This Midlands metal basher is a throwback to the days when companies just got on with their own business and spent little time wooing the suits in the City.
For over 50 years, the maker of castings that end up in big heavy trucks has been under the influence of executive chairman Brian Cooke – by all accounts a no-nonsense kind of man who apparently prefers paper records to computers and doesn’t like talking to the City that much.
There’s a lot to like about this ‘what you see is what you get’ approach. The company also has a reputation for being very prudent with its accounts, which is always welcome. However, when it comes to investing, it all boils down to whether a company is any good at serving its customers and if you can buy its shares for the right price.
Castings (LSE: CGS) has staged a remarkable recovery since the dark days of the last recession. Back then, demand for heavy trucks nosedived and with it the orders for Castings’ products. Having slashed the workforce by a third in order to remain competitive, the company is once again in rude health.
That said, Castings remains a risky business for investors. It’s very good at what it does, but the demand for trucks tends to fluctuate a lot, depending on the economy. For Castings, this primarily means the European economy, which has been struggling for some time now. The other factor is the increasing clampdown on emissions from truck engines. This has been very helpful recently as a new standard (known as Euro 6) introduced this year saw a surge in orders for late model trucks before it was introduced.
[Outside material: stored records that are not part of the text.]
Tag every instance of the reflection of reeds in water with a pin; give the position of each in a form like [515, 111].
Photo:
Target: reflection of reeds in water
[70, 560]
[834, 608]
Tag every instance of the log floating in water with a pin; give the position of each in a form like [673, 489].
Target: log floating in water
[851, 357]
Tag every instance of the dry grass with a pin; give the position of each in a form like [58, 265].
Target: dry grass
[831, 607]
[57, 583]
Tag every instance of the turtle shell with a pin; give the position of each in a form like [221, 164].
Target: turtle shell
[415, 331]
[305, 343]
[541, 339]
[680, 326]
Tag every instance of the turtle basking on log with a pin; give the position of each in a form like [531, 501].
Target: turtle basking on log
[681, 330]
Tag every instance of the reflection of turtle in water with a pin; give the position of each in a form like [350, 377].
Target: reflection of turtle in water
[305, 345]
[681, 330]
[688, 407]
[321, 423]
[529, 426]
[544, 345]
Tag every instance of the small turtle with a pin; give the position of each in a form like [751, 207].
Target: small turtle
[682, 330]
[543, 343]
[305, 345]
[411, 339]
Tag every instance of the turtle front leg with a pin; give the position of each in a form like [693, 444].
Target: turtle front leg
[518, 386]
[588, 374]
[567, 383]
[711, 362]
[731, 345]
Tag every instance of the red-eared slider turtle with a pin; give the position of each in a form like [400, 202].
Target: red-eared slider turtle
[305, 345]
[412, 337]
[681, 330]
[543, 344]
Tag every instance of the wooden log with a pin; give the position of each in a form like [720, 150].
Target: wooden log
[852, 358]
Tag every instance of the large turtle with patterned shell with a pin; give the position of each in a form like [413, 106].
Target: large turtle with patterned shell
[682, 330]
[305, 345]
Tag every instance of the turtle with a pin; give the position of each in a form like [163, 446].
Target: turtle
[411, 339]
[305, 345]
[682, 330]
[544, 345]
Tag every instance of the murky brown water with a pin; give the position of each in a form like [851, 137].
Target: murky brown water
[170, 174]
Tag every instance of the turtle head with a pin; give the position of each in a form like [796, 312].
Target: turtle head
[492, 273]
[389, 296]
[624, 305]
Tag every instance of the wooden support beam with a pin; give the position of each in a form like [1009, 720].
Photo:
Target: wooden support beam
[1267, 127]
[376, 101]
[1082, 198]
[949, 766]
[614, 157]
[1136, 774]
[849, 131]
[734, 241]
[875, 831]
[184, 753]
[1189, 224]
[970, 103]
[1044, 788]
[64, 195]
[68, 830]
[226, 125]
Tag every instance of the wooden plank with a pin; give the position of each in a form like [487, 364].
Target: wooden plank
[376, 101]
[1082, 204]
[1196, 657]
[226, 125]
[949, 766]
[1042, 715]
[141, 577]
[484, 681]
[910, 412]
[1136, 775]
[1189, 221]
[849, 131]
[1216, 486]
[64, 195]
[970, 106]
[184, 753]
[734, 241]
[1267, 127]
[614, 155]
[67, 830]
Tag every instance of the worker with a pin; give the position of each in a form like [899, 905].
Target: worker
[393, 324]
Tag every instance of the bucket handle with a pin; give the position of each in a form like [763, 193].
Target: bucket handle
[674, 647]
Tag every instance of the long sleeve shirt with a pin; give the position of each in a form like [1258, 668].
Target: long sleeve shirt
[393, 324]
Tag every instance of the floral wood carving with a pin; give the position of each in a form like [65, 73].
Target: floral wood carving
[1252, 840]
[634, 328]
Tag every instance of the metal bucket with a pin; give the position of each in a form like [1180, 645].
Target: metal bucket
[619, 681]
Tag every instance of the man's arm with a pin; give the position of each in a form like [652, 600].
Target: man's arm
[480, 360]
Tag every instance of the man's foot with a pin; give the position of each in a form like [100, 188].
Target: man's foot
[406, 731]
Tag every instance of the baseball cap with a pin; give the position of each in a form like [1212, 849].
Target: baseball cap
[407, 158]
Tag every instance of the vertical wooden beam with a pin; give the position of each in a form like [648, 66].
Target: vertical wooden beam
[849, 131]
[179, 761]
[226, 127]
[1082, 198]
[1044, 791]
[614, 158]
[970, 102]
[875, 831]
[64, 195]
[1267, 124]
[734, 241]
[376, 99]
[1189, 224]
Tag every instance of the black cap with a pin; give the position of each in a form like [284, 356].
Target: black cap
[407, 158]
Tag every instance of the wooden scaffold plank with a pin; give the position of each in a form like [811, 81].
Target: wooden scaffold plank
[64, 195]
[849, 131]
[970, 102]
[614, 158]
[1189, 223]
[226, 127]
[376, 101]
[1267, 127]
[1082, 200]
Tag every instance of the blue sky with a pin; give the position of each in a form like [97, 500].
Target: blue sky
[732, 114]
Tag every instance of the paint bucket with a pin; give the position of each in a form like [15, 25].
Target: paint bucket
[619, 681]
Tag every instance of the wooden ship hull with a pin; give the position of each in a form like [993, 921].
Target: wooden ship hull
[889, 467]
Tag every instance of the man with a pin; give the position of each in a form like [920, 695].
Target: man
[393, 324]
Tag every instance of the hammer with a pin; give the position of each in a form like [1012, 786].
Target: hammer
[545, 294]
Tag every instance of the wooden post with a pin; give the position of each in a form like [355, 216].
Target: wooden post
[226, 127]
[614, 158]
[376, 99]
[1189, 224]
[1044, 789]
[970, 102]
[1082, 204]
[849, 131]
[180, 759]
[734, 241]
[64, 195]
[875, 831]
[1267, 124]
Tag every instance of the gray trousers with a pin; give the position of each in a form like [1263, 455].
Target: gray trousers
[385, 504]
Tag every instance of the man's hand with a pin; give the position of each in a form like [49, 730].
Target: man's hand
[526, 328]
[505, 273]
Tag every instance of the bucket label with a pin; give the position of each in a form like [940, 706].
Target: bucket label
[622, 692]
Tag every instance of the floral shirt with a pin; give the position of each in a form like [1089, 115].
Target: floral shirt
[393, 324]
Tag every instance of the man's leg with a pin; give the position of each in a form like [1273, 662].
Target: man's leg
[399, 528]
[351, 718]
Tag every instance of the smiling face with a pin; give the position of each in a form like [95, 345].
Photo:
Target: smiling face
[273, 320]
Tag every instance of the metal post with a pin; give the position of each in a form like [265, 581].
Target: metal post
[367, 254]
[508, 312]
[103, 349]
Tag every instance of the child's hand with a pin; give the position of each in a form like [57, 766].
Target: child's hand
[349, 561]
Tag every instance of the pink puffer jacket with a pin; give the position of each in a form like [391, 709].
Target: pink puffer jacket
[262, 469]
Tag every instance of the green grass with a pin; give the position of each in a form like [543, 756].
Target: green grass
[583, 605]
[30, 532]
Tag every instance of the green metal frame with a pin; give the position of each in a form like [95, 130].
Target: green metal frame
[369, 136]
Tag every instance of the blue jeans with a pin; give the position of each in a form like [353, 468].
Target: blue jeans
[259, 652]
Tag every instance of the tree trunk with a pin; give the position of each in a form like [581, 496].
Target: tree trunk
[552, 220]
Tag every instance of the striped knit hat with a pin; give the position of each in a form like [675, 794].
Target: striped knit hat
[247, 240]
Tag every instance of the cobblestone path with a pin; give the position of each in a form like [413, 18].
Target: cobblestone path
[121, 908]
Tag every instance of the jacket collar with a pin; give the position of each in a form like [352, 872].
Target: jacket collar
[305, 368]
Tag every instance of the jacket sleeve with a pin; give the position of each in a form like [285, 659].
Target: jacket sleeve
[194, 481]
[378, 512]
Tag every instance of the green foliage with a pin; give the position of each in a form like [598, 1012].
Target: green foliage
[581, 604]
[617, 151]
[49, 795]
Manufacturing companies such as Castings have a lot of fixed costs – bills that have to be paid whether the foundries are running at full capacity or have plenty of slack. This means that their profits are very sensitive to small changes in sales levels.
Castings grew its profits nicely last year as it had lots of work to do. This year is a little less easy to predict as orders from truck makers have slowed down a bit. However, Castings expects demand to pick up in the autumn and winter months. The strength of the pound is another concern.
The shares have done well over the last couple of years and are certainly not depressed, trading on just over 12 times next year’s earnings. However, despite some uncertainties, I expect Castings’ profits to benefit from a recovering European economy, which means its shares could still go higher over the next few years.